It comes amid efforts to integrate the Sahwa (Awakening) fighters, who joined with US and Iraqi forces in 2006 and 2007 to turn the tide of Iraq's bloody insurgency, with Iraq's security forces and ministries as part of a deal reached in 2008.
"The ground forces commander, Lieutenant General Ali Ghaidan, ordered the withdrawal of weapons permits from Sahwa members in Diyala," said an official in the province's security command, speaking on condition of anonymity.
"The decision was taken following the arrest of several militants implicated in assassinations."
The official said that 9,837 militiamen in the province were affected by the decision.
However, Zuhair al-Chalabi, a senior Iraqi official responsible for integrating the Sahwa, who are known as the "Sons of Iraq" by the US army, into the security forces and civil service, said that the weapons permits had expired rather than having been withdrawn.

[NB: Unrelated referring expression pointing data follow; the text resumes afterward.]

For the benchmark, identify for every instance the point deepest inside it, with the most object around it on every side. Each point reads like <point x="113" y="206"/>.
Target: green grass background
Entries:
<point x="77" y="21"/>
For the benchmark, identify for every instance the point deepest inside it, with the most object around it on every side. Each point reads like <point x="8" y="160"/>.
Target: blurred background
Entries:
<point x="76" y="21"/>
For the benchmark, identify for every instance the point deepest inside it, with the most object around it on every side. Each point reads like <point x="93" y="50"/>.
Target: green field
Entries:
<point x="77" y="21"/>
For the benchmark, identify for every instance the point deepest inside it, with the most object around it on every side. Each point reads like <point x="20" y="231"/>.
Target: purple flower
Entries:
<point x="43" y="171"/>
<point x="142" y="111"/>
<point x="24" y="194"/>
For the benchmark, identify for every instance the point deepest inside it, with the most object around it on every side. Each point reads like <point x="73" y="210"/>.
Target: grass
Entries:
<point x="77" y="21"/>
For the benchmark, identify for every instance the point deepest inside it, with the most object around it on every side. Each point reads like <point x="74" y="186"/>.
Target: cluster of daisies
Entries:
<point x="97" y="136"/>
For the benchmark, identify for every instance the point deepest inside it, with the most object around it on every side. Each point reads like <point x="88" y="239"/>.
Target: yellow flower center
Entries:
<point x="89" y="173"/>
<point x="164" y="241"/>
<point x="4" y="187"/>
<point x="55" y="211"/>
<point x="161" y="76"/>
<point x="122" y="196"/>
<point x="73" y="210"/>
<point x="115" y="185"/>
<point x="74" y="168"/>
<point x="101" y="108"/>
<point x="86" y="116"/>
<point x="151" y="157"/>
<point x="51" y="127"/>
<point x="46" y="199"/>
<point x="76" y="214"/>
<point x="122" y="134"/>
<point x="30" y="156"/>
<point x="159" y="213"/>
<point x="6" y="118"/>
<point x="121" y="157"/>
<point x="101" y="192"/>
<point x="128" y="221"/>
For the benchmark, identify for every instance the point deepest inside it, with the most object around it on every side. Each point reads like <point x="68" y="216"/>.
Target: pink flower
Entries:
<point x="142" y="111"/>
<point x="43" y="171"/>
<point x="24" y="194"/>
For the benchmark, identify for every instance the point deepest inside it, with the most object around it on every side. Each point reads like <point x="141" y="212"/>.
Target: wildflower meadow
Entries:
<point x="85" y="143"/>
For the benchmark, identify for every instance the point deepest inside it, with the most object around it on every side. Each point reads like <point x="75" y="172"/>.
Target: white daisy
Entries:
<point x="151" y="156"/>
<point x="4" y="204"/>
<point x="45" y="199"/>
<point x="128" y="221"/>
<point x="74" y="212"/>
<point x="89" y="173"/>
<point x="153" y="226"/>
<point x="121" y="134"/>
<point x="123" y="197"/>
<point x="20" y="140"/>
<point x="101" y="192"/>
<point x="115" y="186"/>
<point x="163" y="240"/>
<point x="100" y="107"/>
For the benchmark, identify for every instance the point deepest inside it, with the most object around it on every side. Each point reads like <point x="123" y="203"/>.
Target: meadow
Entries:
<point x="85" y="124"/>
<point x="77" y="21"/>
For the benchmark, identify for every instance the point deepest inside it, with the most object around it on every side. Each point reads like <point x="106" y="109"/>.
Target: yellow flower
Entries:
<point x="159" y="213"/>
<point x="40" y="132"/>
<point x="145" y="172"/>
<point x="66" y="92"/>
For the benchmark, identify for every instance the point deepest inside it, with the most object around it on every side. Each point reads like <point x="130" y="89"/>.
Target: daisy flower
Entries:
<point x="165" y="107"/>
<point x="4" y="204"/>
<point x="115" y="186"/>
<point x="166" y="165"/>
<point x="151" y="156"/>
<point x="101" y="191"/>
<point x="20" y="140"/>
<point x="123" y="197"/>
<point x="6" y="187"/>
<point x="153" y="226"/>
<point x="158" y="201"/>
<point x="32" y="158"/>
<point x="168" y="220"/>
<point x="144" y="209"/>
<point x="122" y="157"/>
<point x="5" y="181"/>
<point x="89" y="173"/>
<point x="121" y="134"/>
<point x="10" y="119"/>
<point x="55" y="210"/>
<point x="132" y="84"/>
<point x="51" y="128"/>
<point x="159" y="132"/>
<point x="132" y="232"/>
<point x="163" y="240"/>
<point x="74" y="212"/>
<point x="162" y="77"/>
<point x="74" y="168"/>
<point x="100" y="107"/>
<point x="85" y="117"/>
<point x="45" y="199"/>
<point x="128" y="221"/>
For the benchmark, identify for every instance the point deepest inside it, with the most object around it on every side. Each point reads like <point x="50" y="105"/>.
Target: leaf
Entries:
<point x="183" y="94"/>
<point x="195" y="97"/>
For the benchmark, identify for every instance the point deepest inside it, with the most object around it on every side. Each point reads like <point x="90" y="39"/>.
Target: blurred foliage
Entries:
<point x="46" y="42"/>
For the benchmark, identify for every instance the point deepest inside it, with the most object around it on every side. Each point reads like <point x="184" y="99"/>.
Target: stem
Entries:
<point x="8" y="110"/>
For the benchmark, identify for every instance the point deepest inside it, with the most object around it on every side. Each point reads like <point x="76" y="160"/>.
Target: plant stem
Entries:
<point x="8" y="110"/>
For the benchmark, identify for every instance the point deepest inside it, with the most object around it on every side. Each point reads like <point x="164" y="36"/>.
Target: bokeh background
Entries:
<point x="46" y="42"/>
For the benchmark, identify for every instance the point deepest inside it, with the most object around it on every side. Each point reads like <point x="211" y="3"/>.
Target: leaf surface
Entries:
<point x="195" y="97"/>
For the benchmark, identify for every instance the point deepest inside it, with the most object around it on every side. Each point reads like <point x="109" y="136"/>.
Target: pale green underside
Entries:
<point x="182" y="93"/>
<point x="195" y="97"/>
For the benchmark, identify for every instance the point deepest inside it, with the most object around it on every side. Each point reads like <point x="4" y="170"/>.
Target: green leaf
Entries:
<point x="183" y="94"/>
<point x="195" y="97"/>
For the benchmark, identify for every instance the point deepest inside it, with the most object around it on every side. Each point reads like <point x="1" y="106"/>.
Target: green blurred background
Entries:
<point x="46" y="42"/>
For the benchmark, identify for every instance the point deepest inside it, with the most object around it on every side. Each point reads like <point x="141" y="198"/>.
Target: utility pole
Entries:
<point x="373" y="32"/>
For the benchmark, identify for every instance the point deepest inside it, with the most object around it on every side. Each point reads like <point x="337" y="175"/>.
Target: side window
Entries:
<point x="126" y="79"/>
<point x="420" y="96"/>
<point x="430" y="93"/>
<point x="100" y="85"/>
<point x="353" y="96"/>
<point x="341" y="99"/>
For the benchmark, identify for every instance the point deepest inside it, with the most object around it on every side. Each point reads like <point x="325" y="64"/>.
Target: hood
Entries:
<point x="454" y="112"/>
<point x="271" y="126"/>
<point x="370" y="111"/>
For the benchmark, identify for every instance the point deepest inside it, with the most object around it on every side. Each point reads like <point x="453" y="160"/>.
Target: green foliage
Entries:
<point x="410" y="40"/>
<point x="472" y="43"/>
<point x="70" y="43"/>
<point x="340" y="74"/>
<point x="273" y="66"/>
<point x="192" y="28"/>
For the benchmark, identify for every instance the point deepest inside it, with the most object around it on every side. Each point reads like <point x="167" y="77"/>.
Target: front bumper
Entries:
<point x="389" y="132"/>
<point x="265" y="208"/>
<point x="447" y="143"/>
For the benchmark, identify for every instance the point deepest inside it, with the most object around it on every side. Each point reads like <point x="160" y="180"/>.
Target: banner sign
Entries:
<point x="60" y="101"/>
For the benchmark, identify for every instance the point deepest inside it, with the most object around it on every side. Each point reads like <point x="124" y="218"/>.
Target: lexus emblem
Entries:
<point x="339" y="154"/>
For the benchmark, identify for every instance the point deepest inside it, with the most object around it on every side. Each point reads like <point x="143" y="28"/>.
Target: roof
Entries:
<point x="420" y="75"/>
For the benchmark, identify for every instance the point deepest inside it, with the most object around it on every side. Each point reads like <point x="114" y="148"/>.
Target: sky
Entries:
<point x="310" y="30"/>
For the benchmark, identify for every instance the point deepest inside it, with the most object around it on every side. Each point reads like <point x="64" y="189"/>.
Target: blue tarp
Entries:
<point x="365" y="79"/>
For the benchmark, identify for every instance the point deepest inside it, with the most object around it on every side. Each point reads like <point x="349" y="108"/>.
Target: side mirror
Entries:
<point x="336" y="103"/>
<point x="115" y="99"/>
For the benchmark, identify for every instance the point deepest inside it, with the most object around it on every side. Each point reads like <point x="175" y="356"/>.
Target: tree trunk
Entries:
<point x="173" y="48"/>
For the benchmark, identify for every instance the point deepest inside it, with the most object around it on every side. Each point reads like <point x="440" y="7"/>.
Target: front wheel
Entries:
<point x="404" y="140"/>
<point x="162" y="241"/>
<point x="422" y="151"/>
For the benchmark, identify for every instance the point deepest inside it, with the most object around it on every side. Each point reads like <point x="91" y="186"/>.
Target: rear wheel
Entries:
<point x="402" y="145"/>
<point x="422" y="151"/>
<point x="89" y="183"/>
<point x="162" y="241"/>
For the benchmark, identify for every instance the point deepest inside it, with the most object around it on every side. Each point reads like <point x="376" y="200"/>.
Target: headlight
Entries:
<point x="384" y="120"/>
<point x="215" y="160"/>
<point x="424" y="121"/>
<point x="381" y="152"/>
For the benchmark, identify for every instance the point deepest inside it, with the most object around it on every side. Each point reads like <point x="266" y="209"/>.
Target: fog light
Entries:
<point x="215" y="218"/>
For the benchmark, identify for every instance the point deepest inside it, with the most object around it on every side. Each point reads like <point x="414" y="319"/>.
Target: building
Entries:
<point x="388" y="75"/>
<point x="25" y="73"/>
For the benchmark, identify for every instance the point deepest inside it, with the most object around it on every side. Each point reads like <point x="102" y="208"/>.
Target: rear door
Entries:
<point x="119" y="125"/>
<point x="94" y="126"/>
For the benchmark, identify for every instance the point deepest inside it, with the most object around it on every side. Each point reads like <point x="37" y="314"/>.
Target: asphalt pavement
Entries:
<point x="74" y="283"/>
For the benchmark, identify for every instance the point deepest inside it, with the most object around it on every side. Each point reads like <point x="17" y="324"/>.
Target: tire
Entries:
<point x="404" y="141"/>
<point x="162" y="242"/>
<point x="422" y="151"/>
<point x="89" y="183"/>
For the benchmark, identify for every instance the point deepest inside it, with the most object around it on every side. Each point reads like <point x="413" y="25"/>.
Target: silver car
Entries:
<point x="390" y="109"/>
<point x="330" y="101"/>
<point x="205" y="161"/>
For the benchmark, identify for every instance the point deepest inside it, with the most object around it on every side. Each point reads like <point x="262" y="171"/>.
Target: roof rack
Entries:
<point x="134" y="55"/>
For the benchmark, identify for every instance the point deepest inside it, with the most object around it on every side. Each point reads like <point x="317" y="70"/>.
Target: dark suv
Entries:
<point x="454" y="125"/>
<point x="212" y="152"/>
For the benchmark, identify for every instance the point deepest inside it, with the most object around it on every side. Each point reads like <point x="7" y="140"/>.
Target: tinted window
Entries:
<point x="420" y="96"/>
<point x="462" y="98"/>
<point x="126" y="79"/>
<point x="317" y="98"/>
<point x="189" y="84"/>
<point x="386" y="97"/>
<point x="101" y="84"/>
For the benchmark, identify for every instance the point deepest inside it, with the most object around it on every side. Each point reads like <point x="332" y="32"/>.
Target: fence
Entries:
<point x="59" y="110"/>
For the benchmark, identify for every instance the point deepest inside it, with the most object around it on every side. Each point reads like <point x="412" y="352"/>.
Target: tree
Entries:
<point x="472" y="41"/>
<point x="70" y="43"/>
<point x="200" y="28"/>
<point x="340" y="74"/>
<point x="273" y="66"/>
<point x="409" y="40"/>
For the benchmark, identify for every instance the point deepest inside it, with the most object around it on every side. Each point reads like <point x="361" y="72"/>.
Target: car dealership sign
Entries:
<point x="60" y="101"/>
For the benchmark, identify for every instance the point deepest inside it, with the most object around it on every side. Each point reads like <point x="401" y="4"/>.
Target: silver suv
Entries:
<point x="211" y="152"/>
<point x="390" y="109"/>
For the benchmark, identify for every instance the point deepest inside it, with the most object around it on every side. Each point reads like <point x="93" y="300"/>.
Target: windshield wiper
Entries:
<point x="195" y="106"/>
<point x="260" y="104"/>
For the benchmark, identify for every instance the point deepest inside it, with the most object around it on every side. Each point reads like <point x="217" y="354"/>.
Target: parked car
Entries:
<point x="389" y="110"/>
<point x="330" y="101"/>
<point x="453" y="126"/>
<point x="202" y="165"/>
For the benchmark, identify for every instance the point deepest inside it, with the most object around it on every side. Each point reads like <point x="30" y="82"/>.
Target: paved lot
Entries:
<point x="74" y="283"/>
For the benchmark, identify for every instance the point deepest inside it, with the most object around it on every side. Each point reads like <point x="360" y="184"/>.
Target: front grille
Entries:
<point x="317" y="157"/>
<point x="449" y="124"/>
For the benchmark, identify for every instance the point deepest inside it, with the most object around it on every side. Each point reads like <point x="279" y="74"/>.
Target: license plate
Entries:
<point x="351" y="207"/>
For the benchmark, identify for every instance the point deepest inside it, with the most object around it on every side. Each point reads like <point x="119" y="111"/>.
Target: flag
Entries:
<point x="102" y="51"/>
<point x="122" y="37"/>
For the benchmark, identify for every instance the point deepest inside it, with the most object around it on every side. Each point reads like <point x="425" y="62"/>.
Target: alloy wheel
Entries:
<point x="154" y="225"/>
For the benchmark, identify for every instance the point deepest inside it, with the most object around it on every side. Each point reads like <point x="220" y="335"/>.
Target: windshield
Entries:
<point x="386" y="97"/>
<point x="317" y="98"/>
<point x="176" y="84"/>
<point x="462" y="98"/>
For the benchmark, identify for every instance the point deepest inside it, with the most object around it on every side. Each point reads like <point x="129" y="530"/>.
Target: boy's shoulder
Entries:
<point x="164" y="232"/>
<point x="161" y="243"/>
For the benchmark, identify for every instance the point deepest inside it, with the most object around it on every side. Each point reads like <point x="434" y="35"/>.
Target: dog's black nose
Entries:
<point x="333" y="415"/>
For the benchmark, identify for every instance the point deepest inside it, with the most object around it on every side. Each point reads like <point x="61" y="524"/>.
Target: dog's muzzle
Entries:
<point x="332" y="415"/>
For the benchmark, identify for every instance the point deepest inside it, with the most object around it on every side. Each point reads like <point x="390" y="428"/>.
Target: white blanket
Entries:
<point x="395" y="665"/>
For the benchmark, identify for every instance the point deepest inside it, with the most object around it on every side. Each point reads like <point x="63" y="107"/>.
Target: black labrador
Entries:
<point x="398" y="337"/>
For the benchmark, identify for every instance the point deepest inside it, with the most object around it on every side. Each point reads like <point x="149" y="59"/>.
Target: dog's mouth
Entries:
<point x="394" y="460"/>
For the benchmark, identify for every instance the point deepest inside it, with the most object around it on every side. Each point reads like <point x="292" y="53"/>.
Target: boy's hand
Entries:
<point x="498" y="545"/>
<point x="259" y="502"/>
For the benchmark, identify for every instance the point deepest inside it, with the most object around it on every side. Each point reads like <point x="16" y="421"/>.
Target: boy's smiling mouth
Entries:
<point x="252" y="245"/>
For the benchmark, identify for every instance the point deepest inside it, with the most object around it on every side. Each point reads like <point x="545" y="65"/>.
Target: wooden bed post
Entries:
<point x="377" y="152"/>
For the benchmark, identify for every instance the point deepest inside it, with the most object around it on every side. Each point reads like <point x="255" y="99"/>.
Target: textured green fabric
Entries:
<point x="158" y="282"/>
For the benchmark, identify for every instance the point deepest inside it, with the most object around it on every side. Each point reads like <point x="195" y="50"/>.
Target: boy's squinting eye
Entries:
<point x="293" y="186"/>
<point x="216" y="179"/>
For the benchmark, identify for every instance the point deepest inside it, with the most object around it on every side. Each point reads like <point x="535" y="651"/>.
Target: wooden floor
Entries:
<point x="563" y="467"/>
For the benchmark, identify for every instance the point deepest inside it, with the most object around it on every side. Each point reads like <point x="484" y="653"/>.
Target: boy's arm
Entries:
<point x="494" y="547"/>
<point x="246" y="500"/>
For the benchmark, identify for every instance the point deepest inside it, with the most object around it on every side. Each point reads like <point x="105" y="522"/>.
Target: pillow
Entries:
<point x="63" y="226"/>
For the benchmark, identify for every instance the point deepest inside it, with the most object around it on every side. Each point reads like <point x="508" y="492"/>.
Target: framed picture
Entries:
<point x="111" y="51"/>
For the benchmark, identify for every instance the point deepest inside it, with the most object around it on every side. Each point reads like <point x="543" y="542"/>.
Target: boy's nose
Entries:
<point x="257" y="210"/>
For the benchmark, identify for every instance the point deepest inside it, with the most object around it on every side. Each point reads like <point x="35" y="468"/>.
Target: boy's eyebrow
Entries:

"The Diyala command gave the militiamen special authorisation (to carry arms), and not weapons permits," said Chalabi.
"These authorisations expired and were withdrawn by the command," he added, but declined to specify if they would be renewed.
Chalabi said that the issue only applied to Sahwa members in Diyala, and insisted that there was "no desire (from Iraqi authorities) to deprive them of their arms" nationwide.
The decision to withdraw weapons permits has sparked anger among Sahwa members, whose decision to side with US and Iraqi forces to fight Al-Qaeda and its supporters led to a dramatic fall in violence across the country.